Keadaan semakin memburuk. Makin jarang kami bertemu dengan guru kami itu karena dia makin sering harus merawat istrinya yang semakin memburuk. Sesekali dia mengizinkan kami “mengintip” melalui sikap tegarnya dan merasakan penderitaan yang dia dan istrinya rasakan. Saat pemakaman merupakan momen melankolis dimana kami semua memeluk guru kami tercinta di dalam penderitaan emosional dan spiritualnya. Orang yang begitu sering mengangkat kami di dalam kesulitan kami sekarang sedang membutuhkan dukungan kami. Didorong oleh cinta dan kekaguman pada pria ini, saya ingin melakukan atau mengatakan sesuatu yang bisa menolong. Dalam benak saya, yang baru melayani tujuh tahun, saya memikirkan semua hal brilian yang dapat saya katakan di pemakaman. Namun, saya belum pernah sampai pada situasi seperti itu, kehilangan orang yang paling dekat dengan saya. Bibi, paman, dan orangtua saya masih hidup, dan saya jauh dari kakek nenek saya.

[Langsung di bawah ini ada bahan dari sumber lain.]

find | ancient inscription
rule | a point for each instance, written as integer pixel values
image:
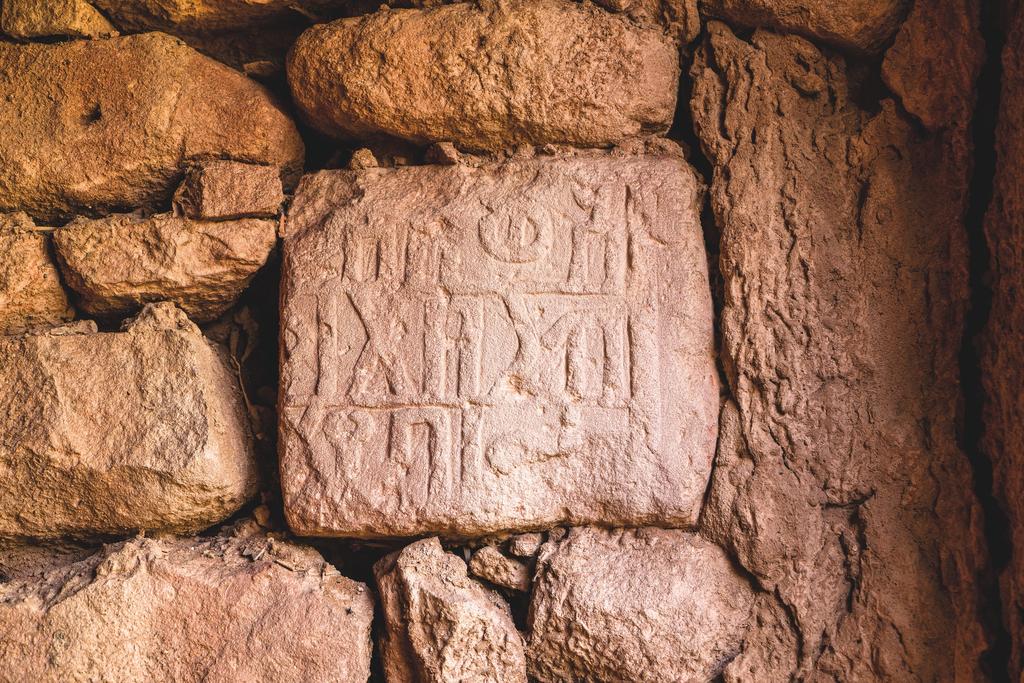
(470, 350)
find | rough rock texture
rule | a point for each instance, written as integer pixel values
(224, 189)
(241, 607)
(474, 350)
(93, 126)
(863, 26)
(119, 263)
(439, 625)
(645, 605)
(487, 77)
(839, 484)
(44, 18)
(110, 433)
(1003, 344)
(489, 564)
(31, 294)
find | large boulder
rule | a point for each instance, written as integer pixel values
(439, 625)
(474, 350)
(635, 606)
(862, 26)
(31, 294)
(839, 483)
(119, 263)
(94, 126)
(487, 76)
(116, 432)
(236, 607)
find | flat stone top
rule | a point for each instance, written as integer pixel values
(471, 350)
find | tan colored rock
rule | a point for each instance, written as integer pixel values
(31, 294)
(863, 26)
(489, 564)
(120, 263)
(244, 607)
(112, 433)
(95, 126)
(839, 484)
(646, 606)
(439, 625)
(475, 350)
(1003, 342)
(225, 189)
(487, 77)
(46, 18)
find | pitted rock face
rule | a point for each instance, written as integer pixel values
(471, 350)
(439, 625)
(94, 126)
(523, 72)
(863, 26)
(112, 433)
(189, 610)
(646, 606)
(119, 263)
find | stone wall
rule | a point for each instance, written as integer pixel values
(528, 340)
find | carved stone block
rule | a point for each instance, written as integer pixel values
(471, 350)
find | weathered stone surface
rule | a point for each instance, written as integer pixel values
(110, 433)
(119, 263)
(225, 189)
(489, 564)
(838, 483)
(645, 605)
(1003, 343)
(43, 18)
(864, 26)
(242, 607)
(439, 625)
(474, 350)
(97, 126)
(487, 77)
(31, 294)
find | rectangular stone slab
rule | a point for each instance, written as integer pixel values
(469, 350)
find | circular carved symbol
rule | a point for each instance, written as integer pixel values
(517, 236)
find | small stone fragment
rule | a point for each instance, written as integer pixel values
(525, 545)
(48, 18)
(31, 294)
(491, 565)
(97, 126)
(863, 26)
(119, 263)
(645, 605)
(439, 625)
(483, 350)
(487, 76)
(194, 609)
(226, 189)
(115, 432)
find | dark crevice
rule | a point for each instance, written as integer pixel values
(995, 660)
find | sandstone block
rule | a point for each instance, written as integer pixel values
(439, 625)
(489, 564)
(474, 350)
(119, 263)
(224, 189)
(864, 26)
(97, 126)
(244, 607)
(31, 294)
(839, 484)
(46, 18)
(646, 605)
(487, 77)
(111, 433)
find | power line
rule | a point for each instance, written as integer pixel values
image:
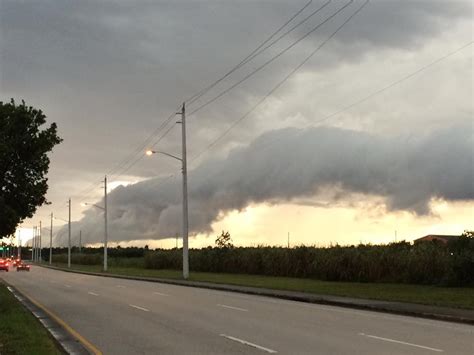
(250, 56)
(270, 60)
(123, 164)
(279, 84)
(355, 103)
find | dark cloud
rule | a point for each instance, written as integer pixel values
(109, 72)
(291, 164)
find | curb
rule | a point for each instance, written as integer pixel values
(398, 308)
(65, 340)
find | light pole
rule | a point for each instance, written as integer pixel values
(19, 244)
(105, 221)
(51, 240)
(40, 236)
(33, 246)
(69, 237)
(69, 249)
(185, 189)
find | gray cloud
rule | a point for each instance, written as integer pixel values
(291, 164)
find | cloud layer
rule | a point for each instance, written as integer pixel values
(291, 164)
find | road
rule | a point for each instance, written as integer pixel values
(137, 317)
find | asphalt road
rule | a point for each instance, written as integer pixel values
(137, 317)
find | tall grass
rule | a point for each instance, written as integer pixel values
(430, 263)
(423, 263)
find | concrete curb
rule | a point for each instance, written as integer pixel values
(399, 308)
(66, 342)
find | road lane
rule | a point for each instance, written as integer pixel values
(189, 320)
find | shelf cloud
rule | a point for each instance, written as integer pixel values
(294, 164)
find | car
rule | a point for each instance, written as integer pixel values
(22, 266)
(4, 265)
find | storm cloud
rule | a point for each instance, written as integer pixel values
(288, 164)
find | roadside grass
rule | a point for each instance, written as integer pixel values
(456, 297)
(20, 331)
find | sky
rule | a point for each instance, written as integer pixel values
(342, 132)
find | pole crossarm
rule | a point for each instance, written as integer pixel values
(150, 152)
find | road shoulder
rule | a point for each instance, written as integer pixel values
(67, 338)
(401, 308)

Suatu hari saya mengunjungi guru saya itu dan menyampaikan beberapa pemikiran teologis, berharap itu akan membantunya. Tanggapannya membuat saya terpana. Hanya kali itulah saya menyaksikan ia benar-benar marah. “Jangan pernah melakukan hal itu kepada siapapun lagi!” katanya. “ Tidak ada teologi yang bernilai sekarang. Anda tidak mengerti artinya kehilangan istri, dan kata-kata Anda hanya membuat keadaan lebih buruk. Jika tanah terbelah saat itu, saya akan melompat masuk ke dalamnya!”
Hanya mereka yang telah benar-benar menderita tahu bagaimana menghibur penderitaan. Yohanes tahu apa yang mereka telah lalui dari pengalamannya sendiri. Mereka yang mengalami penderitaan atau penganiayaan sering bersatu dengan sesama yang menderita melalui cara-cara tertentu melampaui semua hambatan. Ras, budaya, dan perbedaan kelompok agama hanya masalah kecil ketika mengalami perlawanan dari orang-orang pembenci injil. Mengetahui bahwa orang lain dapat merasakan yang telah kita alami, memiliki kekuatan penyembuhan bagi diri kita sendiri. Dan melalui apa yang telah kita alami, kita belajar bagaimana melayani orang lain yang sedang menderita.

Tuhan, jauhkan aku dari teologi kesuksesan dan kemakmuran. Bantulah aku untuk menerima kesukaran-kesukaran hidup ini. Biarlah kiranya penderitaan dan lukaku memiliki kekuatan penyembuhan untuk kehidupan orang lain.